For high-stakes enterprise decisions, I think we should consider a different direction. To scale AI, we may need to shrink what each agent is responsible for.
A complex business decision can be broken into smaller steps. Some can be handled by deterministic software, some by rules, some by people and some by AI agents. An agent responsible for one tightly defined task can be given exactly the context it needs and constrained by explicit rules about what it can and cannot do.
Context is facts, relationships, rules and relevance
For an AI agent to make a useful decision, knowing the facts is only the beginning. Imagine an agent assessing an insurance claim. It may know the claimant, policy, claim history and circumstances surrounding an incident. It also needs to understand the relationships between those entities and the rules governing the decision.
Which policy applies? Which jurisdiction matters? What thresholds exist? Which procedures are mandatory? What information is current? What evidence supports the conclusion? I think of context as: facts + relationships + rules + relevance. Those components also need to be governed.
If context determines an AI-enabled decision, organisations need to understand where it came from, how current it is, how entities were connected, which rules were applied and why particular information was presented to the agent.
AI governance therefore increasingly needs to govern the context the model is allowed to act upon.
Context should become shared infrastructure
I do not think every AI project should build its own version of context. If an organisation has established a trusted understanding of its customers, suppliers, products, assets and relationships, that understanding should be reusable.
The same contextual foundation can support analytics, applications, operational processes and AI agents. Build the context once. Keep it current. Govern it properly. Reuse it wherever decisions are made. That makes context a shared enterprise capability rather than another AI feature.
Moving beyond AI theatre
The rush towards AI has created a temptation to demonstrate activity rather than outcomes. Organisations can announce pilots, launch copilots and deploy agents while still struggling to answer a basic question: what meaningful business decision has actually improved?
McKinsey’s 2026 research shows widespread AI adoption, while enterprise-wide scaling remains a work in progress. Adoption alone is therefore a poor measure of value.

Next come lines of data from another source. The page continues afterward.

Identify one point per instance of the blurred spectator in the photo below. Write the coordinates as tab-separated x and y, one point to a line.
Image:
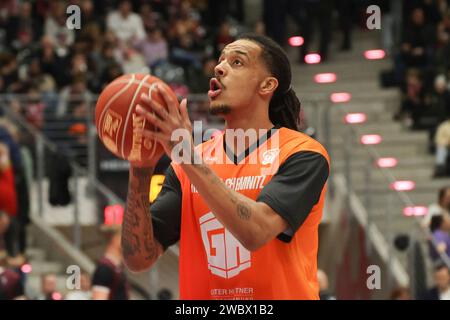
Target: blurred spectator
442	207
8	201
154	48
324	292
76	96
55	28
84	293
401	293
417	38
11	286
413	99
440	228
441	290
51	63
321	11
4	225
223	38
109	281
202	77
133	62
48	287
21	165
442	141
125	24
165	294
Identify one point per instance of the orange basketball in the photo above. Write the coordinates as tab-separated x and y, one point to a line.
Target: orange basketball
115	116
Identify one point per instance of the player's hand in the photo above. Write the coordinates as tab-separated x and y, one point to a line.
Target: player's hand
173	124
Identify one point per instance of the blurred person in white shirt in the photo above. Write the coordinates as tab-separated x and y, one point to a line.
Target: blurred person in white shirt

A more useful approach is decision-centric. Start with a decision where better context could change the outcome and work backwards. Then give an AI system responsibility for the part it can perform reliably. That may feel less dramatic than building a super-agent. It may also produce more meaningful results.
The next advantage will be contextual
Foundation models and cloud infrastructure are becoming increasingly accessible. Organisations will continue to gain access to powerful models, sophisticated agent frameworks and enormous amounts of enterprise data.
The differentiator will be what those systems understand about the organisation itself. The advantage will come from delivering that unique web of entities, relationships, and rules at the exact moment a decision needs to be made.
The next generation of enterprise AI may therefore be defined less by who has the biggest model and more by who can give their models the right context, constrain their actions and make their decisions explainable.
For me, that is the real shift taking place. The race is moving from intelligence alone towards contextual intelligence.
Dan Onions
Dan Onions is Global SVP Data & AI at Quantexa. With over 27 years of experience helping organisations deliver business, data, and AI transformation, Dan combines deep technical expertise with a pragmatic understanding of organisational change, enabling enterprises to modernise technology platforms, build trusted data foundations, and adopt AI at scale to deliver measurable business outcomes.